Gut gelegen? von

Matratze richtig kaufen:
Das muss man beachten

Gut gelegen? - Matratze richtig kaufen:
Das muss man beachten © Bild: iStockPhoto.com/dima_sidelnikov

"Wie man sich bettet, so liegt man", sagt der Volksmund. Dennoch lassen sich Herr und Frau Österreicher mit dem Matratzenkauf Zeit: Statistisch gesehen wechseln sie nur alle 15 bis 17 Jahre ihre Matratze aus. Schlafexperte Walter Sonnleitner erklärt im Interview warum das keine gute Idee ist und was man für sein Schlafsystem berücksichtigen sollte.

Wie machen sich erste Anzeichen bemerkbar, dass man sich nach einer neuen Matratze umsehen sollte?
Das allererste Anzeichen ist, wenn man über längere Zeit hinweg mit mehr körperlichen Problemen aufsteht als man sich hingelegt hat. Sowas kann ab und zu natürlich schon vorkommen, wenn man im Garten zu viel gearbeitet oder sich beim Sport verausgabt hat. Schlechter Schlaf bei warmen Temperaturen ist auch prognostizierbar, da kann das Bett nicht viel ausgleichen. Wunder darf man sich keine erwarten.

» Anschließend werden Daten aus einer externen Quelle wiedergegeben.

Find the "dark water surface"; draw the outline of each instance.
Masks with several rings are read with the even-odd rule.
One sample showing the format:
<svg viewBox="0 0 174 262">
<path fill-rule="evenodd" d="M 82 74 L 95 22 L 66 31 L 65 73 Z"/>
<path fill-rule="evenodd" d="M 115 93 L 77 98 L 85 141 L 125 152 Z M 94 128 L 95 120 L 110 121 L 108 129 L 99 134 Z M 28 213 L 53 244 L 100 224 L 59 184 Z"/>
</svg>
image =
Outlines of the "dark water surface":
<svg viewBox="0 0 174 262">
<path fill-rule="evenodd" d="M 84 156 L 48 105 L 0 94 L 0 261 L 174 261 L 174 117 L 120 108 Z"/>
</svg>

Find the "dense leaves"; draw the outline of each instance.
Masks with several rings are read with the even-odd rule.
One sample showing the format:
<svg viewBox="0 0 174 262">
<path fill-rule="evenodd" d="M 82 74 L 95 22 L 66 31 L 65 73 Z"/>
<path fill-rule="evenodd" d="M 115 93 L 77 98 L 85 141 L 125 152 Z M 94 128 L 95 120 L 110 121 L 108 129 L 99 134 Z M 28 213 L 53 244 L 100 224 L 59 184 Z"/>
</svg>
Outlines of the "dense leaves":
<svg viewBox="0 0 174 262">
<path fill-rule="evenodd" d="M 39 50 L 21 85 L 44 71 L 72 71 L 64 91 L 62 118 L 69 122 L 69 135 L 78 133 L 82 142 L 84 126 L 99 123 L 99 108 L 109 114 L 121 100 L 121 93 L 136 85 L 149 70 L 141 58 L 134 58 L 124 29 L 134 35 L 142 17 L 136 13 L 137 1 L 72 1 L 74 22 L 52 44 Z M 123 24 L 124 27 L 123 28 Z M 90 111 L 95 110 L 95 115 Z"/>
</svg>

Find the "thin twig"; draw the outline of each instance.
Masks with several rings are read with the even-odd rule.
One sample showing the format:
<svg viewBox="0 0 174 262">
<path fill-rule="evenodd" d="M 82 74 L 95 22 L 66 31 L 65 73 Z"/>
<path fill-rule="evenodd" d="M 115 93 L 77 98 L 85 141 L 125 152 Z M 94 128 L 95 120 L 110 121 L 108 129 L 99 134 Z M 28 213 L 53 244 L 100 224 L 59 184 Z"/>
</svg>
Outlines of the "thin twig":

Wie kann beim Probeliegen die richtige Matratze finden und wann ist der beste Zeitpunkt dafür?
Der beste Zeitpunkt zum Testen einer Matratze ist vormittags oder spätestens am frühen Nachmittag. Danach macht es kaum noch Sinn, weil man in der Regel vom Tag schon so erschöpft ist, dass der Körper das Liegen unabhängig von der Unterlage als angenehm empfindet. Am besten ist es in der Früh: Nach dem Aufstehen hat man seine alte Matratze noch im Gedächtnis und kann sie mit den Wunschmodellen sehr gut vergleichen.

Unbedingt macht es auch Sinn, eine Vertrauensperson beim Testen mitzunehmen. Die kann beobachten, was der Verkäufer sagt, ob man gerade auf der Matratze liegt und ob man mit Schulter und Hüfte schön darin einsinkt. Das alles sieht man selbst natürlich nicht. Die Vertrauensperson sollte aber in ihrer beobachtenden Rolle bleiben und nicht dreinreden.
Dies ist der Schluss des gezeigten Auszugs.